Saturday, January 18, 2014

Jolie Holland - "Old Fashioned Morphine"

posted by Katie Z.


Although we hear “dope” a few times in the reading for this week, morphine is Mary Tyrone’s drug of choice. Oh, uh… spoiler alert? The word morphine appears three times, in the last quarter of play.

A friend of mine was administered morphine during pregnancy late last summer: one of her pelvic bones (the acetabulum, probably, where the femur joins the hip) fractured from calcium depletion. I went to the ER with my mom once when she disjointed her hip replacement (same location as my friend’s fracture), and they gave her various “dope” escalating to valium and propofol. My brother, a doctor, has led me to believe that modern medicine’s use for morphine is as a rare last resort for extreme pain.

Even when we read “dope” early in the play, the type of drug isn’t explicit. Here are a couple definitions of dope from the Oxford English Dictionary online:

1. Any thick liquid or semi-fluid used as an article of food, or as a lubricant.

2. A preparation, mixture, or drug which is not specifically named; “stuff,” slang (orig. U.S.).

Here are two from the New Oxford American Dictionary:
1. informal: a drug taken illegally for recreational purposes, esp. marijuana or heroin.
• a drug taken by an athlete to improve performance: [as modifier]: he failed a dope test.
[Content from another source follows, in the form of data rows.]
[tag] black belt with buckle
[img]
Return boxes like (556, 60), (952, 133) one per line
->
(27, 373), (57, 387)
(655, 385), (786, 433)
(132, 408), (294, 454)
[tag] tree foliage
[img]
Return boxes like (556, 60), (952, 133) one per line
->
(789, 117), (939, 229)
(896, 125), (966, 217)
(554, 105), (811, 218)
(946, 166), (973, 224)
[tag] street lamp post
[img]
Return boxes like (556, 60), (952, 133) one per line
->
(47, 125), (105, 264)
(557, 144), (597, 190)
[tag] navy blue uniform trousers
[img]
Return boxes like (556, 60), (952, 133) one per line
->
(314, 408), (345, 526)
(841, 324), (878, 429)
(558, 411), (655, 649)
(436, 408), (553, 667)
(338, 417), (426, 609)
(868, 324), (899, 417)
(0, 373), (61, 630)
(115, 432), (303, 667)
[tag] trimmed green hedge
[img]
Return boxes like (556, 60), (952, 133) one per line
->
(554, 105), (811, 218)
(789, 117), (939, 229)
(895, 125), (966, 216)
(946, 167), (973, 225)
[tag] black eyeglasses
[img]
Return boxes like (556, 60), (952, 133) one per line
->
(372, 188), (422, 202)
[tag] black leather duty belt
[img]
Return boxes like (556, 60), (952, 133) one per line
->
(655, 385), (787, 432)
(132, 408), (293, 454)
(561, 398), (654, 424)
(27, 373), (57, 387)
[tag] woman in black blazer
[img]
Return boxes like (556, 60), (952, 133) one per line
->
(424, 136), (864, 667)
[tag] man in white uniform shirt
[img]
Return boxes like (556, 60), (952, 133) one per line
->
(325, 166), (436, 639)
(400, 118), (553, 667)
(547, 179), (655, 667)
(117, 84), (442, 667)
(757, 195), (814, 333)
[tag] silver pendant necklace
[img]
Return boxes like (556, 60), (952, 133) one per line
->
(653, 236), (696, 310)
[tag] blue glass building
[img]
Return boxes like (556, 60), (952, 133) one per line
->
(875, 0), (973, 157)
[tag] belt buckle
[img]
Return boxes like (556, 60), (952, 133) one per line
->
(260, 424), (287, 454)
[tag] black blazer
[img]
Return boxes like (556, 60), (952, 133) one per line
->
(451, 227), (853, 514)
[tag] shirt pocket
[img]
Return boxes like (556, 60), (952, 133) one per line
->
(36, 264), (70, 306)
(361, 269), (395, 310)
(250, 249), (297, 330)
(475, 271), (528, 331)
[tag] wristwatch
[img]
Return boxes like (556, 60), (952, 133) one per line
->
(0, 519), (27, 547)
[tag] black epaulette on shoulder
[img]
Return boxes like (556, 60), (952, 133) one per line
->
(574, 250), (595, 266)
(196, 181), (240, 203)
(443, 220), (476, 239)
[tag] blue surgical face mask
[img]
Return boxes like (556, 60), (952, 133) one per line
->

Edmund says the word morphine twice, both times with Mary as the subject of the sentence (“she’d never have known morphine existed” and “she’d been made a morphine addict”). James, Sr., says it once, in reference to his ignorance—“What did I know of morphine?”.

What do we make of the linguistic constructions of these sentences? That is, why is Mary the subject in Edmund’s lines, but Tyrone is the subject of his own? Why is Tyrone’s a question and Edmund’s are declarative? Why do the Tyrones generally avoid the word while not at all avoiding the subject of suspecting Mary (for the record, variations of the word “suspect” appear fifteen times in the play)? Why are these the two characters who do say it?